Crônicas

Encantamento das emoções

O que existe de ruim no processo autoritário é que ele começa desfigurando as instituições e acaba desfigurando o caráter do cidadão.

Por: Wilson Márcio Depes em 16 de novembro de 2020

Dizer que este ano foi um ano perdido, apesar de todas as tristezas, confesso que não sinto soar completamente assim. Dramaticamente vivi a pandemia – e estou vivendo -, com mortes de amigos queridos, a enchente do rio Itapemirim com pessoas desalojadas, e por aí vai. Porém, como para tudo há uma compensação, chega o final do ano com a espetacular vitória de Biden no EUA e a derrota dessa figura estúpida chamada Trump, que, por certo, vai ser varrido, para sempre, do mundo político. Aprendi com Tancredo Neves que o processo autoritário traz consigo o germe da corrupção. O que existe de ruim no processo autoritário é que ele começa desfigurando as instituições e acaba desfigurando o caráter do cidadão. Daí a minha repulsa a Trump e seus seguidores em que nível for. Paro o texto para uma constatação. Coisa interessante o inconsciente. Depois do resultado da eleição, que comemorei muito, depois de noites de insônia com medo de uma reviravolta, acabei por dormir de cansaço. Curiosamente, sonhei com o filme “Central do Brasil”, que, afinal, retoma o projeto que fascinou o Cinema Novo: mostrar o Brasil escondido ao Brasil oficial. As personagens que partem em busca do país, dos pais ou das emoções perdidas vão revelando, no mesmo movimento, o mais íntimo de si e o mais íntimo de uma terra que amedronta e seduz. Depois da viagem, não serão mais as mesmas. A apatia converte-se em ação, a indiferença em solidariedade, e o desprezo em confiança. Como em toda bela fábula moral, Central do Brasil não se preocupa em doutrinar. Contenta-se em mostrar, sugerir e convidar a quem quiser para que vá e veja. Em seguida, a cada um segundo sua vontade e de cada um segundo sua possibilidade.
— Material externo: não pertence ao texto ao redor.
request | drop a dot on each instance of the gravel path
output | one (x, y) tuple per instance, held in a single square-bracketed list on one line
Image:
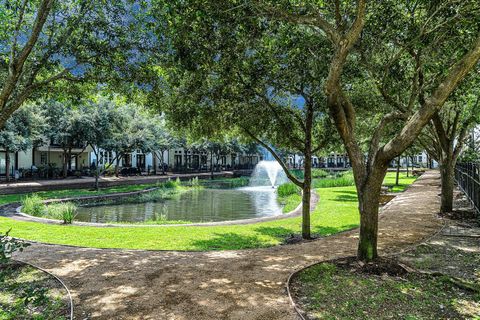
[(249, 284)]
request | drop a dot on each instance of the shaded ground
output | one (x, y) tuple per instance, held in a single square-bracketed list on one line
[(29, 293), (248, 284), (455, 251), (346, 290), (443, 284)]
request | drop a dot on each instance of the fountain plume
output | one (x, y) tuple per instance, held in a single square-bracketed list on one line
[(268, 173)]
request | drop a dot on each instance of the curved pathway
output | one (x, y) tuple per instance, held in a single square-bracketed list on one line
[(249, 284)]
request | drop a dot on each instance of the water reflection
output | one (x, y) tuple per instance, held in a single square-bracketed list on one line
[(197, 206)]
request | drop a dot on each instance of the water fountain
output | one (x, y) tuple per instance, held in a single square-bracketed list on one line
[(268, 173)]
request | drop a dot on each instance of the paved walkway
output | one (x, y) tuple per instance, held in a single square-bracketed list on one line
[(249, 284), (88, 182)]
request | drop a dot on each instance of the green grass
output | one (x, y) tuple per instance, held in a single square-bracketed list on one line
[(28, 293), (329, 292), (336, 211), (404, 181)]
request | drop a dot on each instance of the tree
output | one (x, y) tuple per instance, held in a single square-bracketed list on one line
[(444, 139), (380, 47), (69, 127), (265, 88), (46, 44), (21, 132)]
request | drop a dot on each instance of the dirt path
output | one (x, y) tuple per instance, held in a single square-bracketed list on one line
[(249, 284)]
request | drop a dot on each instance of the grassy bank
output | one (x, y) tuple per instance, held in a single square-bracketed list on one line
[(336, 211)]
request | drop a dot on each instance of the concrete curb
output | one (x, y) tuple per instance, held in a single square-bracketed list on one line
[(58, 279), (295, 213)]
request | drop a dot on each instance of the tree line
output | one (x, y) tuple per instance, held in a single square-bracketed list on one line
[(107, 126)]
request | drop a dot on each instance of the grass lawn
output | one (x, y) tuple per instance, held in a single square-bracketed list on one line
[(75, 192), (326, 291), (335, 212)]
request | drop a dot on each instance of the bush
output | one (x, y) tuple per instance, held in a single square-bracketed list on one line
[(287, 189), (62, 211), (8, 245), (319, 173), (33, 205)]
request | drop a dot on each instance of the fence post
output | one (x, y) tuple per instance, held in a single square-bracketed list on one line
[(467, 176)]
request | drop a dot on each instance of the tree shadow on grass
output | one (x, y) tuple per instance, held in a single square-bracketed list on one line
[(229, 241), (346, 198)]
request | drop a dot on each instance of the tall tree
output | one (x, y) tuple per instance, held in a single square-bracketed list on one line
[(45, 44), (445, 138), (264, 88), (414, 60)]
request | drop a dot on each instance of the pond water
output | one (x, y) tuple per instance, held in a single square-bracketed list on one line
[(204, 205)]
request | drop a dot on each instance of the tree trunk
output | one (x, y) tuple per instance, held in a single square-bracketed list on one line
[(7, 164), (407, 166), (154, 154), (368, 204), (447, 175), (97, 174), (397, 177), (65, 163), (162, 162), (211, 166), (117, 166), (69, 159), (307, 186)]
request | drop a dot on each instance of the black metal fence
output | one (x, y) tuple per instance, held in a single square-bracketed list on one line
[(467, 176)]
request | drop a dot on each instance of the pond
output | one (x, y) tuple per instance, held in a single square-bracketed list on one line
[(204, 205)]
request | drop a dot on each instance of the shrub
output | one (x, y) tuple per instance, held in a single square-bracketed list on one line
[(62, 211), (287, 189), (33, 205), (8, 245)]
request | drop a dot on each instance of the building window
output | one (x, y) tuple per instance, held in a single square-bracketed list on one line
[(43, 158)]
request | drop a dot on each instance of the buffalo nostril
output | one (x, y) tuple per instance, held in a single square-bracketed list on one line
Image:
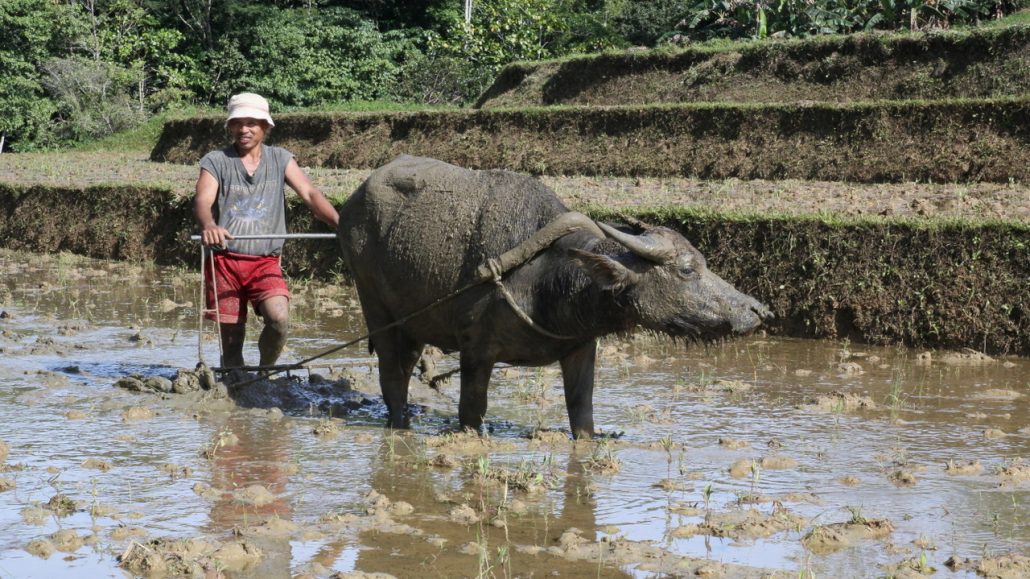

Não sei se adequada ou inadequadamente, Hannah Arendt dizia que a modernidade ocidental abandonou a grandeza da Antiguidade pelo encantamento das emoções privadas. Num momento em que o público e o privado parecem ter perdido o sentido, Walter Salles conseguiu fundir grandeza e encantamento num filme terno, lírico e humanamente aberto para o mundo. Acordei, afinal, com um pouco de esperança, pensando que um dia tudo pode dar certo, apesar de nosso capitão.